SAHİH-İ MÜSLİM |
SALAT |
باب جواز
الجمع بين
الصلاتين في
السفر
113- YOLCULUKTA İKİ
NAMAZI CEM ETMENİN (BİRLİKTE KILMANIN) CAİZ OLMASI BABI
Şafii ve çoğunluk dedi
ki: Öğle ve ikindi namazlarını ikisinden dilediği birisinin vaktinde, akşam ile
yatsı namazlarını da ikisinden birisinin dilediği vaktinde uzun yolculukta cem
ederek (bir arada) kılması caizdir.
Kısa mesafeli yolculukta
caiz olup olmadığı hususunda Şafii'nin iki görüşü vardır. Daha sahih olanına
göre böyle bir yolculukta namazı kısaltmak caiz olmaz. Uzun yolculuğun ölçüsü
ise 48 Haşimi mildir. Bu da daha önce geçtiği gibi orta yollu iki merhale
demektir. (Cem ile kılacağı iki namazın) ilkinin vaktinde evinde bulunan bir
kimsenin ikincisini öne alarak kılması, birincisinin vaktinde yolda olan ve
ikincisinin vakti çıkmadan önce konaklayacağını bilen kimsenin birincisini,
ikincisinin vaktine ertelemesi ise daha faziletlidir. Şayet bu hususta aksini
yapacak olursa efdal olanı terk etmiş olmakla birlikte caiz olur. İlk namazın
vaktinde cem etmenin şartı ilkini önce kılıp ve onu bitirmeden önce ceme niyet
etmesi, ikisi arasında bir fark bırakmamasıdır. Eğer ikinci namazın vaktinde
cem etmek isterse o takdirde ilkinin vaktinde cem e niyet etmesi ve o namaza ve
daha fazlasına yetecek kadar bir zaman bırakacak şekilde vakit daralmadan önce
bunu yapması gerekir. Eğer niyetsiz olarak namazını tehir edecek olursa asi
olur ve o namazı kaza olur. Niyet ile birlikte tehir edecek olursa ilk namazı
öncelikle kılması ve bununla birlikte ceme niyet edip, iki namazın arasını
ayırmaması müstehabtır. Müstehab olduğunu belirttiğimiz bu hususlardan herhangi
birisi vacip değildir. Cem ile ilgili hükümler kısaca bundan ibarettir. Geri
kalan teferruatı ise fıkıh kitaplarında bilinen hususlardır.
Yağmurlu zamanda önceki
namazın vaktinde cem caiz olur. Sahih olan görüşe göre ikincisinin vaktinde
caiz olmaz çünkü yağmurun ikincisinin vaktine kadar devam edeceğinden emin
olunamaz. Bunun için birincisinin iftitah tekbirini alıp, onu bitirdiğinde ve
ikincisinin iftitah tekbirini aldığında da bu yağmurun devam etmesidir. Yağmura
karşı korumasız olarak cemaate yürüyerek giden ve bu sebeple de yağmurdan
ıslanacak olan kimse için de cem caiz olur ama daha sahih olan başkaları için
caiz olmayacağıdır. Yağmur sebebiyle cem hususunda bizim mezhebimizin görüşü
budur.
ilim adamlarının
çoğunluğu öğle ile ikindi, akşam ile yatsı hakkında da bunu söylemişlerdir.
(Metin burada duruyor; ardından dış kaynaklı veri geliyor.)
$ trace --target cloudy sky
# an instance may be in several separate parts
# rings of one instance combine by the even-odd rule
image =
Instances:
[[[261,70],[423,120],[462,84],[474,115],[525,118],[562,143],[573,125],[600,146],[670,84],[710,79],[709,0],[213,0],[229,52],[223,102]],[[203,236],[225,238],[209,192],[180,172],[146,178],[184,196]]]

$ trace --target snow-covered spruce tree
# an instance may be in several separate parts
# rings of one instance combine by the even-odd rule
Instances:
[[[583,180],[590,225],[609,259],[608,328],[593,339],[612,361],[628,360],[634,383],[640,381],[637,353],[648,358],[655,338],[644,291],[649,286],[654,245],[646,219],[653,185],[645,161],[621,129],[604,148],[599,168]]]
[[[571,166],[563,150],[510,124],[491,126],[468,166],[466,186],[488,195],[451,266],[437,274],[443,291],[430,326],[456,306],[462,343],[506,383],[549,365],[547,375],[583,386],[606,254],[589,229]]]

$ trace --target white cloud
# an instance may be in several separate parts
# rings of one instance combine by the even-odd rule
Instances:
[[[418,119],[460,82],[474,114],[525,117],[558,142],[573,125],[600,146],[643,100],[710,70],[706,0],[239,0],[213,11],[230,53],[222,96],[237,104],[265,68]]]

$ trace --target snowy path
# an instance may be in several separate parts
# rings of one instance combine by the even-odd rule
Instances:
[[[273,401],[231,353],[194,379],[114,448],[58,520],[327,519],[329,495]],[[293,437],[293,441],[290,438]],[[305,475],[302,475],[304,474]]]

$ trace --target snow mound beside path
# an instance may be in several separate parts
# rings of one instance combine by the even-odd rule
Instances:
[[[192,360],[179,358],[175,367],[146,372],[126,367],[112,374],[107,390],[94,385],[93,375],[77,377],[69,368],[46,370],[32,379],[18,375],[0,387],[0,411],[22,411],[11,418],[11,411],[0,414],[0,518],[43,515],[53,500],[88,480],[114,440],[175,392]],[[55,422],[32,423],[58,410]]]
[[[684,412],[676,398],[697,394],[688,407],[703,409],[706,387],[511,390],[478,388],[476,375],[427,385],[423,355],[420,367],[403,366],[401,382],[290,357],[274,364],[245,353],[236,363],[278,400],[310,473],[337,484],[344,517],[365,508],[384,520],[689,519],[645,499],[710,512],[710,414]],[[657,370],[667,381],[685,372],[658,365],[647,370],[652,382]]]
Malik -yüce Allah'ın rahmeti ona- ise bunu özel olarak akşam ve yatsı için
kabul etmiştir.
Yatsı namazına gelince
hasta kimse hakkında Şafii mezhebinde meşhur olan ve çoğunluğun kabul ettiği
görüşe göre cem etmesi caiz değildir. Ahmed ve Şafii mezhebine mensup bir
topluluk ise bunu caiz kabul etmiştir, bu görüş ileride ibn Abbas r.anh'ın
rivayet etmiş olduğu hadisin şerhinde yüce Allah'ın izniyle dikkat çekeceğimiz
gibi delil bakımından güçlü bir görüştür.
Ebu Hanife dedi ki:
Yolculuk, yağmur, hastalık ve başka bir sebep dolayısıyla iki namazı cem etmek
caiz değildir. Ancak hac ibadeti sebebiyle öğle ve ikindi namazının Arafafta
yine hac sebebiyle akşam ile yatsı namazının Müzdelife'de cem edilmesi caiz
olur. Fakat iki sahihteki Ebu Davud'un sünenindeki ve başka kaynaklardaki sahih
hadisler ise ona karşı delil teşkil etmektedir.
حدثنا
يحيى بن يحيى.
قال: قرأت على
مالك عن نافع،
عن ابن عمر؛
قال:
كان
رسول الله صلى
الله عليه
وسلم إذا عجل
به السير، جمع
بين المغرب
والعشاء.
1619-
Bize Yahya b. Yahya tahdis edip dedi ki: Ben Malik'e, Nafi'den naklettiği
rivayeti okudum. O İbn Ömer'den dedi ki: Resulullah (Sallallahu aleyhi ve Sellem)
yol alışında acele ettiği zaman akşam ile yatsıyı bir arada kılardı (cem
ederdi).
Diğer tahric: Nesai,
597
وحدثنا
محمد بن
المثنى. حدثنا
يحيى عن
عبيدالله. قال
أخبرني نافع؛
أن ابن عمر
كان إذا جد به السير،
جمع بين
المغرب
والعشاء، بعد
أن يغيب الشفق.
ويقول:
إن
رسول الله صلى
الله عليه
وسلم كان إذا
جد به السير،
جمع بين
المغرب
والعشاء.
1620-
Bize Muhammed b. el-Müsenna da tahdis etti. Bize Yahya b. Abdullah tahdis etti.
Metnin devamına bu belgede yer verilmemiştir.